Background: Patients who develop delayed graft function (DGF) following cadaveric renal transplantation have inferior survival to those who do not. Calcineurin inhibitors (CNI) may prolong recovery from DGF. Patients with DGF are therefore routinely treated with either polyclonal antilymphocyte preparations or monoclonal anti-CD3 monoclonal antibodies and delayed introduction of CNI. The purpose of this study was to evaluate the efficacy of the anti-CD25 monoclonal antibody basiliximab (BSLIX) started post-operatively in patients at high risk for DGF combined with low dose tacrolimus (TAC).

Methods: Patients who received a primary cadaveric renal transplant only after August 1998 were included in this retrospective study (n = 143). All patients received TAC and mycophenolate Mofetil (MMF) pre-operatively. At 6 h post-operatively, graft function was assessed clinically by urine output and serum creatinine. Those patients who had a urine output < 300 cc/6 h or a rising serum creatinine were presumed to be at risk for DGF (n = 46). These patients were treated with 20 mg BSLIX and had TAC dose reduced to maintain a trough blood level of < 5 ng/mL. Basiliximab was repeated at day 5. Patients not felt to be at risk for DGF were treated with standard TAC dose with trough level target of 9-12 ng/mL. Patients at risk were classified as DGF if they needed dialysis or as slow graft function (SGF) if they did not. The combined group (SGF/DGF) were analysed together. Patients with SGF/DGF had their TAC dose increased to achieve trough levels of 9-12 ng/mL when renal function improved. Patient groups were compared for demographics, need for dialysis, serum creatinine, glomerular filtration rate (GFR), TAC trough levels, MMF dosage, complications and 1- and 2-yr actuarial graft survival.

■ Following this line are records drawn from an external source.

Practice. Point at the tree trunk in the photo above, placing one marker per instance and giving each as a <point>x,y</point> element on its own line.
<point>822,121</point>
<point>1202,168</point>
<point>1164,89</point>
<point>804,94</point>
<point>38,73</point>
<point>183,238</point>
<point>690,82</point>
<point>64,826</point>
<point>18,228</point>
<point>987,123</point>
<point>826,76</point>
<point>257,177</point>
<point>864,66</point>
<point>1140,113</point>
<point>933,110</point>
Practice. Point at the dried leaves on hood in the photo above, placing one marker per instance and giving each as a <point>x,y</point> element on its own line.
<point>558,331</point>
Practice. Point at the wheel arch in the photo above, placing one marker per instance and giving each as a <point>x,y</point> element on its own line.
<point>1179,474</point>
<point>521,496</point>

Results: Patients with SGF/DGF had a longer length of stay (8 vs. 5.7 d), were more likely to be black (41.3 vs. 25.7%), and required more post-operative haemodialysis (HD) (52.2 vs. 4.1%). SGF/DGF and non-SGF/DGF patients had similar rates of rejection (28.2 vs. 19.6%, p = 0.28) and steroid resistant rejection (SRR) (6.5 vs. 2.1%, p = 0.32). There were no differences in the rate of cytomegalovirus (CMV) infection (4.3 vs. 6.1%). Serum creatinine was higher and GFR lower at all time points in the SGF/DGF patients. The 1 and 2 yr actuarial survival in the non-SGF/DGF patients was 97.6 and 97.6% compared with 1 and 2 yrs actuarial survival of 94.1% and 80.0% in the SGF/DGF patients, p = 0.04. There were no differences in patient survival. There were no differences in actuarial survival for the SGF/DGF patients who received dialysis compared with those who did not receive dialysis. Comparison of patients who received HD (n = 28) to those who did not (n = 115), regardless of group demonstrated no difference in 1 and 2 yrs actuarial survival, 100 and 94.1% in HD patients vs. 98.2 and 92.5% in non-HD patients.

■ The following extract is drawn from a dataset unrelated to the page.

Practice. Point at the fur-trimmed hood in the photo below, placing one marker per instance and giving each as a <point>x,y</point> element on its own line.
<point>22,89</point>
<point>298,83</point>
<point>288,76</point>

Conclusions: The clinical diagnosis of SGF/DGF can be made 6 h post-operatively based on urine output and serum creatinine. Basiliximab can be started post-operatively in these patients and decreased levels of TAC can be used to achieve acceptably low rates of rejection in these patients. However, SGF/DGF patients, regardless of their need for dialysis, have worse function at 1 yr and lower 2-yr actuarial graft survival compared with non-SGF/DGF patients. Most of the poor survival can be attributed to the SGF group. Further strategies to either prevent SGF/DGF or to optimize treatment in these patients are needed.